İnceleme elamanınca bu rakamın dışındaki bir karlılık oranına ulaşılırken bu
konuda herhangi bir incelemeye girişilmeden dayanaksız olarak " diğer
firmaların karlılık oranı" deyimine yer verilip %5 oranı esas alınmıştır.

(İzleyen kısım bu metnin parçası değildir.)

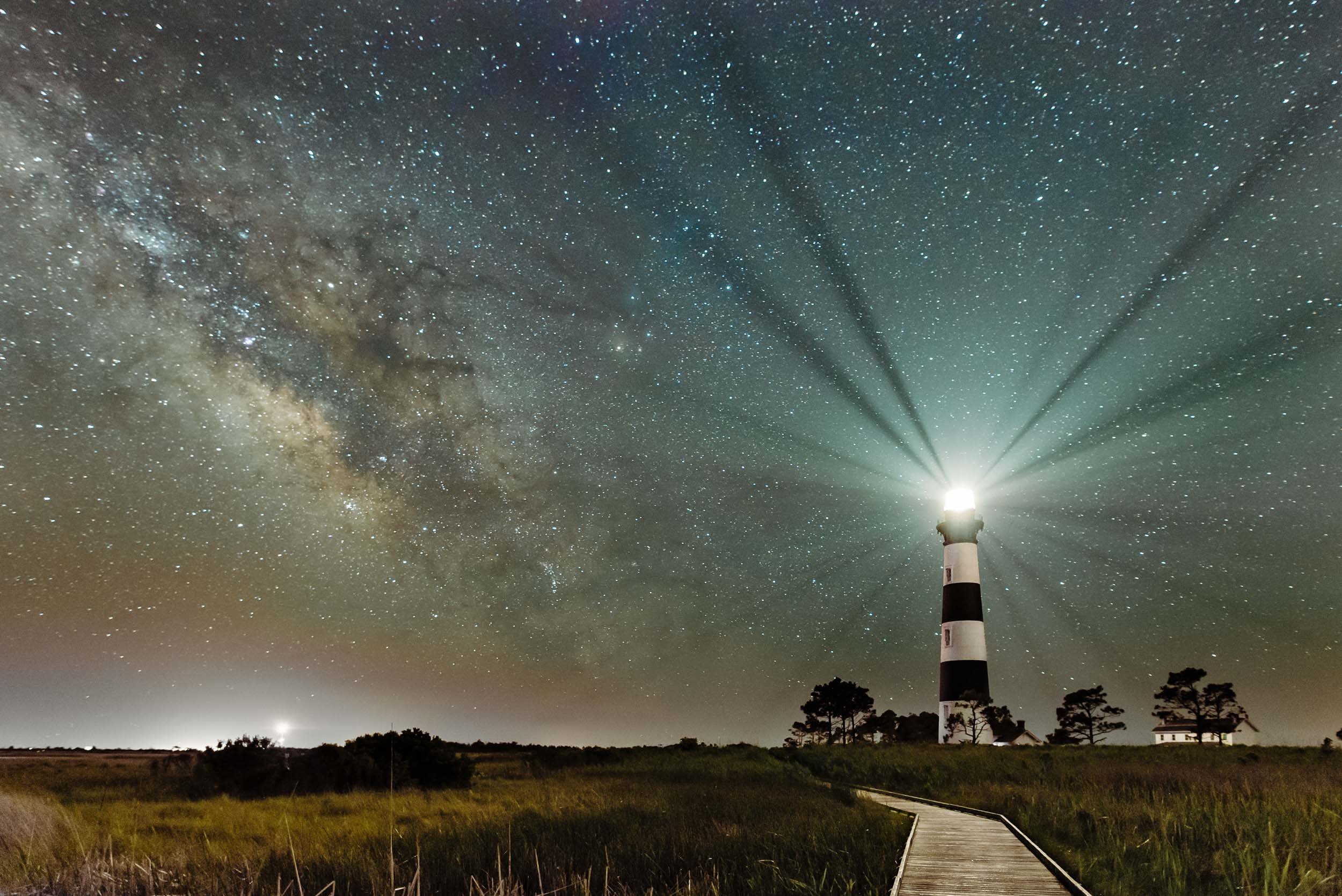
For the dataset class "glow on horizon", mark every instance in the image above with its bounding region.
[946,488,974,509]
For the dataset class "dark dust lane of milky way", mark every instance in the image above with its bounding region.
[0,0,1342,746]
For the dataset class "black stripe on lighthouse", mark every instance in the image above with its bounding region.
[939,660,988,703]
[941,582,984,622]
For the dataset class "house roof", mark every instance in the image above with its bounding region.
[1151,716,1259,734]
[993,729,1044,745]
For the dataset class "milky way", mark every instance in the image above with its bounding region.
[0,0,1342,746]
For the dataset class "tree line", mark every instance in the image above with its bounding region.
[178,729,475,798]
[784,667,1245,747]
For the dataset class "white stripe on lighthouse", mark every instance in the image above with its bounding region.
[941,620,988,662]
[941,542,979,585]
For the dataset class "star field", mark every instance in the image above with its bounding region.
[0,0,1342,746]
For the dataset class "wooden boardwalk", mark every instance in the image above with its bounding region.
[858,789,1068,896]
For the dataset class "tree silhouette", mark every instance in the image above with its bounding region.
[946,691,1011,743]
[895,712,941,743]
[1057,684,1127,747]
[856,710,899,743]
[792,676,874,743]
[1151,665,1247,743]
[984,704,1025,740]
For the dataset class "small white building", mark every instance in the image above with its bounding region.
[1151,716,1259,747]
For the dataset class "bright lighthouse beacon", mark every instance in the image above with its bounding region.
[937,488,988,743]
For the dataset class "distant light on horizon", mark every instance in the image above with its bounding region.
[946,488,974,509]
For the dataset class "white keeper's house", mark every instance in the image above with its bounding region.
[1151,716,1259,747]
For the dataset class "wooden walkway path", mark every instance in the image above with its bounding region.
[856,788,1086,896]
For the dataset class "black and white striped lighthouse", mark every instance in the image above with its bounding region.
[937,488,988,743]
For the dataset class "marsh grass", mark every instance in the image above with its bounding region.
[780,745,1342,896]
[0,748,907,896]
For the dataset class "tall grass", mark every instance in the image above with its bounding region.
[780,745,1342,896]
[0,748,906,896]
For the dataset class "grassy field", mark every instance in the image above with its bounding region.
[0,748,907,896]
[780,745,1342,896]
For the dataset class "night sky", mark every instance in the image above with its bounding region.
[0,0,1342,747]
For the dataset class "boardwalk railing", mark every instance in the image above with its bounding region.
[831,782,1094,896]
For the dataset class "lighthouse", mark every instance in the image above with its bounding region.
[937,488,988,743]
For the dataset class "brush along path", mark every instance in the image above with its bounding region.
[858,790,1067,896]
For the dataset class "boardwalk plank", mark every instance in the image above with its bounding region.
[858,790,1067,896]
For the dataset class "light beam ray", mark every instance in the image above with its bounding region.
[984,79,1342,476]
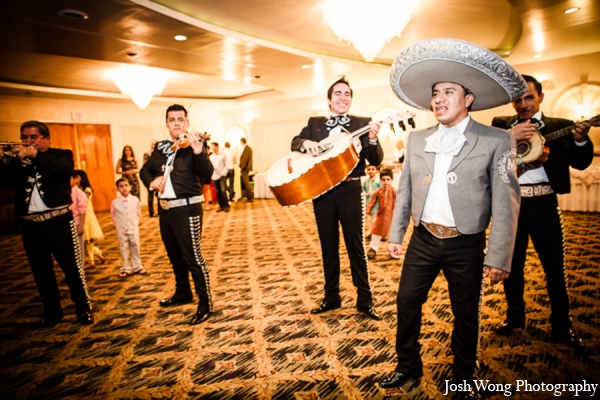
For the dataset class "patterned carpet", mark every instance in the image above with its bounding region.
[0,200,600,400]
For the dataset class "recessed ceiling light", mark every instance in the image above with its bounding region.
[58,9,89,19]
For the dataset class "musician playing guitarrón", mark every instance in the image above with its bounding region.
[140,104,213,325]
[292,78,383,320]
[492,75,594,349]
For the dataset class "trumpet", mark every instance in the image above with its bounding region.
[0,140,33,164]
[171,132,210,151]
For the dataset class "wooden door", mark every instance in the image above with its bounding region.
[47,124,115,211]
[75,124,116,211]
[46,124,79,159]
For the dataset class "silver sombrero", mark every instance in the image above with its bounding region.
[390,38,527,111]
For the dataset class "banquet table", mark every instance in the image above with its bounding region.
[254,172,274,199]
[558,167,600,212]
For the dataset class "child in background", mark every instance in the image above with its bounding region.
[363,165,381,239]
[71,171,87,265]
[367,169,396,260]
[110,178,146,278]
[75,169,106,266]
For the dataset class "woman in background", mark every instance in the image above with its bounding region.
[75,169,106,266]
[116,146,140,199]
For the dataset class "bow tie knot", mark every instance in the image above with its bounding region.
[325,115,350,128]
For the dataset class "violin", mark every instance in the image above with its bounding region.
[171,132,210,151]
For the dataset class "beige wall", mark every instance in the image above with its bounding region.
[223,53,600,172]
[0,96,231,203]
[0,53,600,197]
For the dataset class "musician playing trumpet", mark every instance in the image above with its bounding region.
[0,121,94,329]
[140,104,213,325]
[492,75,594,350]
[292,78,383,320]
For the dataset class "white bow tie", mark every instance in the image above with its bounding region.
[425,125,467,156]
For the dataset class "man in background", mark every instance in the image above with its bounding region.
[223,142,237,201]
[240,138,254,203]
[291,78,383,320]
[492,75,594,350]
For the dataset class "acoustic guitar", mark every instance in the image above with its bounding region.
[517,114,600,176]
[265,112,415,207]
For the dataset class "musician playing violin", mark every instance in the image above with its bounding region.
[140,104,213,325]
[492,75,594,350]
[291,78,383,320]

Bu konuda Ticaret Odaları veya diğer ilgili yerler nezdinde bir araştırma
bulunmamaktadır. Bu konuda somut bilgileri bulunan ve asıl görevleri gereği
bilgileri bulunması gereken Ticaret Odaları değerlendirmeye alınmadan, genel
para politikasının tespiti amacıyla Türkiye Cumhuriyeti Merkez Bankası
tarafından yayınlanan sektörel veriler esas alınamaz. Diğer taraftan davacı
şirket, ticari faaliyetini sonlandırmak üzere tasfiyeye girmiştir. Emsalleri
oranında başarılı bir ticari faaliyetin olması halinde tasfiyeye girilmesi
düşünülemez. Dolayısıyla başarılı bir ticari faaliyetin kâr oranlarının emsal
alınması da hatalıdır. Bu bakımdan kurumlar vergisi bakımından yapılan incelemenin
eksik olduğu açıktır.” demek suretiyle, vergilendirme saiki olmaksızın
belirlenen "sektörel verilerin" vergilendirme işlemlerinde dikkate
alınamayacağına hükmetmiştir.
Bu karardaki; mükelleflerin
vergilendirme işlemlerinde vergi mevzuatı dışındaki düzenlemelerden de sorumlu
tutulmalarının ve olumsuz yönde etkilenmelerinin engellendiği anlayışın
mükellefi koruyan ve bu yönüyle hukuk devleti güvencesi sağlayan bir karar
olduğu açıktır. Bu karar aynı zamanda, Vergi İdaresinin vergilendirme işlemleri yaparken dayanak alabileceği unsurların da sınırları olduğunu, vergi mevzuatı dışında çıkıldığında çok daha özenli davranılması gerektiğini göstermektedir. Görüldüğü üzere vergi mevzuatı, vergilendirme işlemleri için özel olarak yaratılmış bir mevzuattır, bu mevzuata katkı olması amacıyla başvurulacak sair mevzuat ve veriler olabilecek en sınırlı haliyle düşünülmelidir.